David H. Hackworth
May 9, 1995


The Oklahoma City bombing was a significant shot in a fledgling but fast growing storm of insurgency sweeping across America. Unless the issues which have alienated too many citizens from the federal government are corrected, the mistrust, anger and militancy will only increase. More armed revolutionists will emerge from their dark world to attack symbolically selected targets with bullets and bombs in an ever-expanding tornado of home-grown violence.

The first rule in countering insurgency is to find out the causes for the dissatisfaction, anger and frustration. In the 1700s, the British ignored Patrick Henry's and fellow insurgents' repeated complaints about paying taxes without representation, forced housing of redcoat soldiers and mistreatment of colonists by the Crown. Had the King listened to the indignant drumbeat, the revolution might not have happened.

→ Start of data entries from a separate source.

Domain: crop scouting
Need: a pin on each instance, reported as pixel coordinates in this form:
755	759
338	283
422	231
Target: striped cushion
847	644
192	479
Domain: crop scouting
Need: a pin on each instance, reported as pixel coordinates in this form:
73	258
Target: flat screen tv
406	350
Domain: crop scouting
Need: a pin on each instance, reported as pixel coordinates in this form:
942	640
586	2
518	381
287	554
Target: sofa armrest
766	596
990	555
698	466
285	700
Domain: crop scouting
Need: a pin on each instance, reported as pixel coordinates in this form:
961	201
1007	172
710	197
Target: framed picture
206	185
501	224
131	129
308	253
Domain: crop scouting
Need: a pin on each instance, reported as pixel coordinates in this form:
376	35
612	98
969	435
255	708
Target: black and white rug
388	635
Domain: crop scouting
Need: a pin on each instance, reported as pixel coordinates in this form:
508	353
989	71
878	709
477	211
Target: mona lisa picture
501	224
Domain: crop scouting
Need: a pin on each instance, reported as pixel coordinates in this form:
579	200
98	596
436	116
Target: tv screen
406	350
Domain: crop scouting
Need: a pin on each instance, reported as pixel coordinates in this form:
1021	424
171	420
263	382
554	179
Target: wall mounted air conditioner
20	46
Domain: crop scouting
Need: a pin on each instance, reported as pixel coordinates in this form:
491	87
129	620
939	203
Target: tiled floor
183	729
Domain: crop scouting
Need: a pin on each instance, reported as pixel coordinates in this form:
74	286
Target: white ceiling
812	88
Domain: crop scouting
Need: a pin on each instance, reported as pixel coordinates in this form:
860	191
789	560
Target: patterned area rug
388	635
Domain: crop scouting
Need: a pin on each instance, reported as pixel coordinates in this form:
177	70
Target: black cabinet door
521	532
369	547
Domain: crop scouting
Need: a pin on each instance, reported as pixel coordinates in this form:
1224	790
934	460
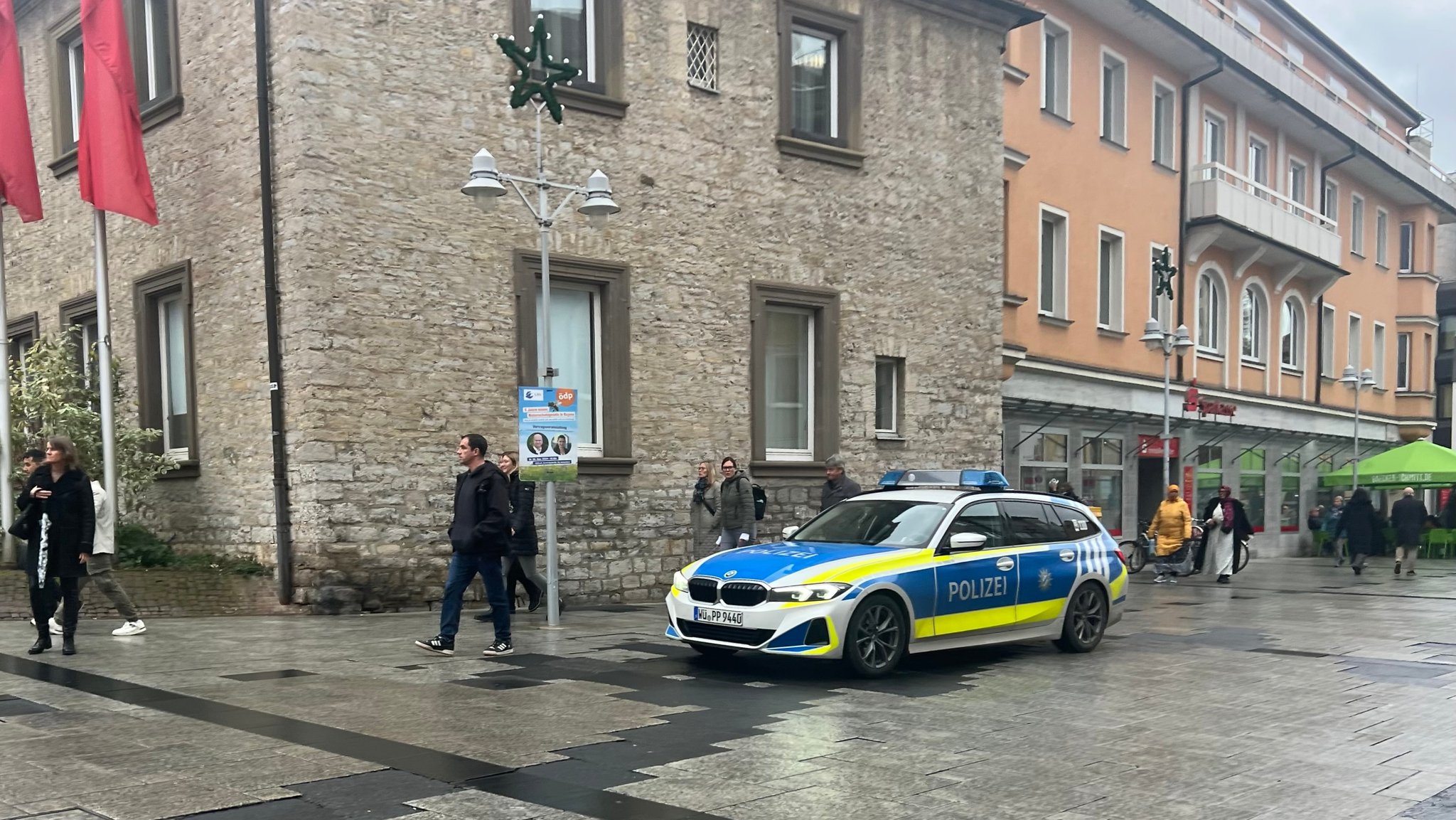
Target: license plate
717	617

Had our leaders asked the South Vietnamese peasants why they were willing to die attempting to overthrow the Saigon government, they would have heard, "Government troops come to our village, abuse us, rape our daughters, impress our sons into their corrupt army, tax us unjustly, steal our rice and ducks. When we complain, they jail and torture us for being revolutionaries." If those in Washington, like Robert McNamara, visited and listened to the Vietnamese paddy people instead of just jawing with the brass in ivy towers, we wouldn't have gotten involved in that bloody, unwinnable civil war.

No one knows exactly how many Tim McVeighs are out there fuming and plotting, or the number of disgruntled citizens who have lost faith in our government and joined groups such as the Michigan or Montana Militias or the Southwest-based Patriots.

Mistrust of government, if ignored, has its own perils. The king of France and the czar of Russia didn't listen to their people's complaints, and it cost them not only their empires, but their lives as well.

In the 1920s, a few angry fanatics who identified with Hitler's mad rages joined his Brown Shirts and went on to take over Germany and almost the world. A decade later, China's Mao Tse-tung and Vietnam's Ho Chi Minh started with only a few revolutionary followers and ended up whipping superpower-supported states and installing Communist regimes.

Our politicians, from the White House to City Hall, must not play the blame game or make the growing dissent on the part of millions of our citizens a political issue. They must be motivated not by fear, but by finding out what the hell the problems are and solving them. They must concern themselves with why so many citizens in our great land are upset, why they're arming themselves and why they're joining organizations and networks resembling those that raised up against the British in 1776, and those that toppled the French, Russia, German, Chinese and South Vietnamese governments.

Many citizens believe our government is out of control and no one in the system -- from the top down -- is ever held accountable; only the governed have to play by the rules, and if they don't, they're the only ones who get a knock at the door.

Jefferson Morley recently wrote in the Washington Post, " long as democratic accountability is in doubt, the citizenry, not just government office buildings, will remain vulnerable."

Government accountability should start with Waco and the Weaver shootout. An independent commission needs to re-examine the Branch Davidian massacre. The central question that begs answering is, Why was excessive force used? The USMC was prepared to use non-lethal weapons against Somalians last March. Why couldn't those same weapons be used against Americans holed up at Waco?

A similar commission needs to readdress the killing of Randy Weaver's wife. Why would a federal agent, who clearly saw Mrs. Weaver through a ten-power sniper scope and knew she was holding a baby, not a weapon, kill her? Surely, if the agent felt an irresistible compulsion to pull a trigger, a rubber bullet, sticky gum or nausea gas would have been a more appropriate response.

These examples of federal overkill and apparent cover-up must be investigated and the people must be told the truth. If those responsible failed in their duties and further undermined the public trust -- from Janet Reno down to the federal sniper -- they must be held accountable.